Nofe, a 20-something Saudi woman who didn’t want to provide her family name, said she’s following in her mother’s footsteps. “My mother used to take me to weddings where she played a drum,” she said. “Eventually I excelled in playing the drum and then formed my own band. I never felt that I wanted to leave this trade. My mom used to tell me that I’m not a college-bound type, that I am only good at what I do at weddings and that this would be my future.”

Nofe said her mother’s advice used to make her depressed because though she enjoyed playing drums she also wanted to continue her education. “Then I went to college, and felt better about continuing to play,” she said. “I didn’t even look at it like a job, but rather something I did for my mother to help out.”

Nofe said when her teachers found out what she did some of them told her that playing music is haram, or “forbidden” in Islam. (Most scholars agree that it isn’t haram to play music so long as it doesn’t take one away from the spiritual responsibilities.) Other teachers were simply trying to get a discount by hiring the mother of one of their students.

“Fortunately, most of the weddings are held during the summer breaks or at weekends. So that’s helped me to coordinate between my study and work,” she added.

The prices of the drummers in the band she mentioned, depend on each one’s role in the band. For instance, the normal drummer takes SR250 per day but the main one (the one who plays the larger “duf”, as the tambourine-like drum is called, takes home SR600.

H. Al-Ghobaishy, a Saudi university graduate, said she plays in a wedding band but hides this from her parents. “I met some girls who work in a band as drummers,” she said. “I started working with them. It was just for fun at the beginning. My family didn’t know about it except after graduation, they only noticed that I attend a lot of weddings.” Then Al-Ghobaishy graduated and became a full time wedding drummer, a job she held for five years. “I worked with different bands,” she said. “My daily payment depended on the singer’s take, since she is the one who consigns us to play. So if she got SR3,000 my payment would be SR200. If she got SR6,000, I got SR400 or SR500, etc.”

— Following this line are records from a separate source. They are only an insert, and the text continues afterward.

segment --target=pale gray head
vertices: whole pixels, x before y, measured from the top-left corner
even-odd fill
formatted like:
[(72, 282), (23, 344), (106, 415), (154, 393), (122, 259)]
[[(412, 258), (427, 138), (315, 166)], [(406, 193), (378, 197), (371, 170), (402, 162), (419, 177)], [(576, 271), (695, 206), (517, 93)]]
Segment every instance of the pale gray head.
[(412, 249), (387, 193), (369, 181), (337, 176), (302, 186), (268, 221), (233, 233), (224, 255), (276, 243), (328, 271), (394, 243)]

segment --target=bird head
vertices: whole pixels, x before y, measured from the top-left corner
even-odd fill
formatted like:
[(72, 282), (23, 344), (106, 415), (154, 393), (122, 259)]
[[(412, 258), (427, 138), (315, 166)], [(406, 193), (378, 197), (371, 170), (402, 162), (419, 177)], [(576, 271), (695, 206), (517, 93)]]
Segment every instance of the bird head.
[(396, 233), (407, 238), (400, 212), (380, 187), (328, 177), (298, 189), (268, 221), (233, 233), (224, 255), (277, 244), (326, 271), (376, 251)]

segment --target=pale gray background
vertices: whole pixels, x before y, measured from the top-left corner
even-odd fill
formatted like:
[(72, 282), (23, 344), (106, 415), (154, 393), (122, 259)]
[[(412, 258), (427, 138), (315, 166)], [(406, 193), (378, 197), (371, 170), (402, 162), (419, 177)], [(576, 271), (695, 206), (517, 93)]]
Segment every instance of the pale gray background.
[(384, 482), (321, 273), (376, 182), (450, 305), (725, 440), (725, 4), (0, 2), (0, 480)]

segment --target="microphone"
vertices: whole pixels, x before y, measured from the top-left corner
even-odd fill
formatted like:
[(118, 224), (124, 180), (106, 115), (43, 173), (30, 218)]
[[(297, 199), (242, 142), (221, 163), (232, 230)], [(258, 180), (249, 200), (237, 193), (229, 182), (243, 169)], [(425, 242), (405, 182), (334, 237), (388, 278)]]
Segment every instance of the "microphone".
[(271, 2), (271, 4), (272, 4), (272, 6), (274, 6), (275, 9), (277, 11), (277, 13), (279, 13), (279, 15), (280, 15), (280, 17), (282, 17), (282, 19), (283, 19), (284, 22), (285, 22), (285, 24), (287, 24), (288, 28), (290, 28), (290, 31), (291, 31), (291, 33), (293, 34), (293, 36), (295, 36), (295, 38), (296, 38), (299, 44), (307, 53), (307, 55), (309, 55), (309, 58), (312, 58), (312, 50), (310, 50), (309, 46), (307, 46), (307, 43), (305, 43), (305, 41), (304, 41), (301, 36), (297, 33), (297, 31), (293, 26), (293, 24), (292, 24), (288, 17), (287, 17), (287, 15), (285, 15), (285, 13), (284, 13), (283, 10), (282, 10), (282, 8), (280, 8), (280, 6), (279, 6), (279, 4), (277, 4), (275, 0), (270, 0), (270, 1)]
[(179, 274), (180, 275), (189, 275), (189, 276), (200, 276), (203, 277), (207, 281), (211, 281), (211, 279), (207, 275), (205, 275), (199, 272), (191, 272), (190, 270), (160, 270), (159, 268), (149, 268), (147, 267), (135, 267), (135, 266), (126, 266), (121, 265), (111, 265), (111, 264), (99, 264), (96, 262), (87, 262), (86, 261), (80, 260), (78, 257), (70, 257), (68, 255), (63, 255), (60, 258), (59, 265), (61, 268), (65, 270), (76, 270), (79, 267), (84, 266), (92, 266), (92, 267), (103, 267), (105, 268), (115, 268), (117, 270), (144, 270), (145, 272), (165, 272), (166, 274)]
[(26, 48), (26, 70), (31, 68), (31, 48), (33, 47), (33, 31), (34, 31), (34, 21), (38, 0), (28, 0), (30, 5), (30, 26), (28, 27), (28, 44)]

Samra, a high school graduate of a technical school, said she works at a hospital but moonlights as a wedding drummer to supplement her SR1,200 monthly salary. “I tried several times to change my other job away from being a wedding drummer because of the way society looks down at them,” she said, adding that she’s heard people say musicians are perverts that commit sins and do not fear God.

“Why don’t they realize that we earn each riyal providing a simple service, while also helping us to make a living?” she asks, pointing out that she works to help support her family after her father died.

Amal is the singer in a wedding band who knows by heart some of the most recognized wedding songs in Saudi Arabia. “I started this job with little bands,” she said. “Our fees never exceeded SR1,500 at the beginning.”

Amal says that now she demands higher fees because her voice has become well known among the wedding circuit of Jeddah. Unlike the other university-bound students, Amal says her teachers never gave her strife over her job.

Fatema Al-Malfy, a high school counselor, says that all instruments are forbidden in Islam and that kids that express an interest in music should be treated kindly but carefully. “Those who took this profession only for fun knowing that it is an illicit thing should be watched especially if they are older than others,” she said. “They could affect others negatively with their bad behavior and ideas.” She then said that kids that express an interest in music are “disturbed”. She says counselors should be careful but steer these children away from any interest in music. Obviously, quite a few wedding band singers and Saudis that attend weddings and enjoy music would disagree.